There was no significant difference in the mean IKS scores between the two groups. Nevertheless, the clinical outcomes at the two year follow-up were slightly better in the 3D group, with a significantly lower standard deviation in IKS scores. Furthermore, unlike the 3D group, two patients were revised in the 2D group. However, this clinical improvement remains questionable given the low number of patients and the lack of statistical power, especially since this technique generates additional costs.

Recently, Abane et al. [17] reported that the use of PSCG improves neither the alignment nor the clinical outcomes after TKA. Similar results were also found by Kosse et al. [18]. Anderl et al. [19] found that 3D-component positioning outliers were significantly lower in the PSI. Interestingly, clinical outcome was comparable between the two instrumentation groups, significantly inferior outcome was detected in the subgroup of HKA outliers suggesting that PSI helped in improving the outcomes following TKA.

This study has some strong points. It is a controlled comparative randomized trial with blinded analysis of results. None of the patients was lost to follow-up and 3D reconstruction was assessed in all patients.

Moreover, we matched the pre-operative and post-operative CT scans, reducing the risk of measurement errors related to knee position on X-rays.

Our paper also has certain limitations. In particular, all patients were operated upon by the same surgeon. Thus, it would be interesting to perform this study with different surgeons with different levels of expertise.

Another limitation was that no cases with severe bone deformity such as major intra-osseous deformity (Blount disease or fracture sequela) were found in this study. It would be interesting to perform a study to assess the value of the PSCGs in these difficult cases.

3D-planning-based TKA reduced the surgical time by 5.7 min, results which have also been reported by other authors [5, 15]. However, this is a minor reduction.

The 3D planning may help in adapting the implants’ positioning according to the knee morphotype. Indeed, many authors suggested the use of a kinematical alignment in order to improve the early clinical outcomes [20].

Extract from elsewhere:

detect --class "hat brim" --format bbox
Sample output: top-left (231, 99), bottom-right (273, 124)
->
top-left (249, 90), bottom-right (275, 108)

PSCG allowed a more accurate femoral component positioning. However, it is still unclear whether this accuracy may improve the long-term outcomes as suggested by the long-term follow-up studies of navigated TKA that failed to show clear clinical advantage for navigation despite its higher alignment accuracy comparatively to conventional techniques [21]. Other factors such as bone quality and fixation mode should be included at the time of the 3D planning.

Conclusion

The present technique of pre-operative CT-scan based 3D-planning combined with specific PSCG can improve component alignment in TKA by increasing the accuracy of component positioning and reducing the percentage of outliers for the femoral component. The same benefit was not found for global knee alignment. Better clinical outcomes were identified in the 3D group at the two year follow-up with fewer failures and a lower standard deviation for the IKS scores.